18 oz oversize quilt
7 oz Bivy
15 oz pad


14 oz micropuff jacket
1 oz light fleece balaclava
1 oz light fleece gloves
6 oz for light thermals

Total :
40 oz for the Sleep System
22 oz for the clothing system

Shahrin Bin Shariff
(zzmelayu) - F

Locale: In the shadow of Table Mountain
Share your quilt design on 11/19/2007 09:53:10 MST Print View

Mark, Can you share your quilt design? Any photos?

Edited by zzmelayu on 11/19/2007 09:53:40 MST.

Steven Evans
(Steve_Evans) - MLife

Locale: Canada
Re: Quilt on 11/19/2007 11:11:45 MST Print View

"Why an air matt? Is the weight worth the tradeoff?"

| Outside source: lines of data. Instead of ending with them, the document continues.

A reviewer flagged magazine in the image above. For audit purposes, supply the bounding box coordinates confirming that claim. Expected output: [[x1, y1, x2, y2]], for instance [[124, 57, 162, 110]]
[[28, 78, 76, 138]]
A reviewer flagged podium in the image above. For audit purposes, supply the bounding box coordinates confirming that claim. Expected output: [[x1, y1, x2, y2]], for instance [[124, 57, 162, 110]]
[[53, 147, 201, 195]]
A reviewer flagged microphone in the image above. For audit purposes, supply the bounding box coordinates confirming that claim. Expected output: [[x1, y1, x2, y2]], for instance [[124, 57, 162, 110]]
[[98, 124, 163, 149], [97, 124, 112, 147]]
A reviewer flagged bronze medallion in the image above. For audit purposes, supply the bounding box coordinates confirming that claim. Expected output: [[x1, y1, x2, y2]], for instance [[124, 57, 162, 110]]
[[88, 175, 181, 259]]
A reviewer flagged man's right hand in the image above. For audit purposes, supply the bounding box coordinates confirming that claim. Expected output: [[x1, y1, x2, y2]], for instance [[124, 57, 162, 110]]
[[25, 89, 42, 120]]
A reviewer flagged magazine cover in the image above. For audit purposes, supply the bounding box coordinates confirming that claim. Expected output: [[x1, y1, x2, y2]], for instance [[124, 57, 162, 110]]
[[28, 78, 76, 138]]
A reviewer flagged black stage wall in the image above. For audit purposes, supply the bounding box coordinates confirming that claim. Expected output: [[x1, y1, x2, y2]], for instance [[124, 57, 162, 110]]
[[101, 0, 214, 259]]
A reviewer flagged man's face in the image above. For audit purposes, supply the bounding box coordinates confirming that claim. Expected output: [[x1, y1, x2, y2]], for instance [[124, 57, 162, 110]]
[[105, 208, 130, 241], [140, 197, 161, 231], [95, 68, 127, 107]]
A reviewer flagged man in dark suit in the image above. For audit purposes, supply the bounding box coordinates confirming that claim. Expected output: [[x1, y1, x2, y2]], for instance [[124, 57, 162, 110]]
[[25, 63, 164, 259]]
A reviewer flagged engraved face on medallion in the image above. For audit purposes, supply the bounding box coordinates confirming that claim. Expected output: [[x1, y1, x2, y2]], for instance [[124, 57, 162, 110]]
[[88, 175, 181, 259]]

Absolutely. Do a search for "winter sleep systems" - it's been a popular topic lately. If your looking to hit 10F, unless you've done it before, I don't think you would be very toasty on the nightlite/thinlite combo (I consider that a summer combo). My personel experince is that the warmer my sleeping pad (ie. Downmat7 short) the lighter I can go on the bag. Worth the extra weight!

Edited by Steve_Evans on 11/19/2007 11:12:28 MST.

mark henley
(flash582) - F
Quilt Design on 11/19/2007 12:31:13 MST Print View

20 degree Momentum and XP quilt

58 inches wide and 84 inches long .... oversized so I don't have to mess with straps, or tie downs, or whatever. I stuff the quilt in the Bivy, slip into the quilt at bedtime, and no matter how much I toss and turn during the night (which is a lot) the Quilt doesn't move off of me. The quilt weighs in at 18 oz .... I calculate that I could reduce the size to about 54 x 76 and get it right at 16 oz for this design.

Smaller size quilts were always getting twisted around for me, or I'd get a breeze up the backside sometime during the night.

No Quilting ... I stuff the Bivy and Quilt together into the bottom of my pack ... and pull on the bivy to take it out of the pack ... saving the insulation from getting pulled. No quilting means that other than just being careful with it, you also can not machine wash the quilt ... only hand wash and hang dry for this puppy, but a small price to pay for an unbroken momentum top.

Lastly ... a zipperless bag, like the design by Bill F. would be a more efficent design if you don't like the varible insluation cross section and would eliminate the need for a Bivy. YMMV

Edited by flash582 on 11/19/2007 12:44:48 MST.

Shahrin Bin Shariff
(zzmelayu) - F

Locale: In the shadow of Table Mountain
Simple on 11/21/2007 06:38:15 MST Print View

Thanks Mark. Simple, just the way I like it. 2.5osy Climashield XP all around except the footbox right? Sandwich the insulation between 2 momentum and sew at the edges right?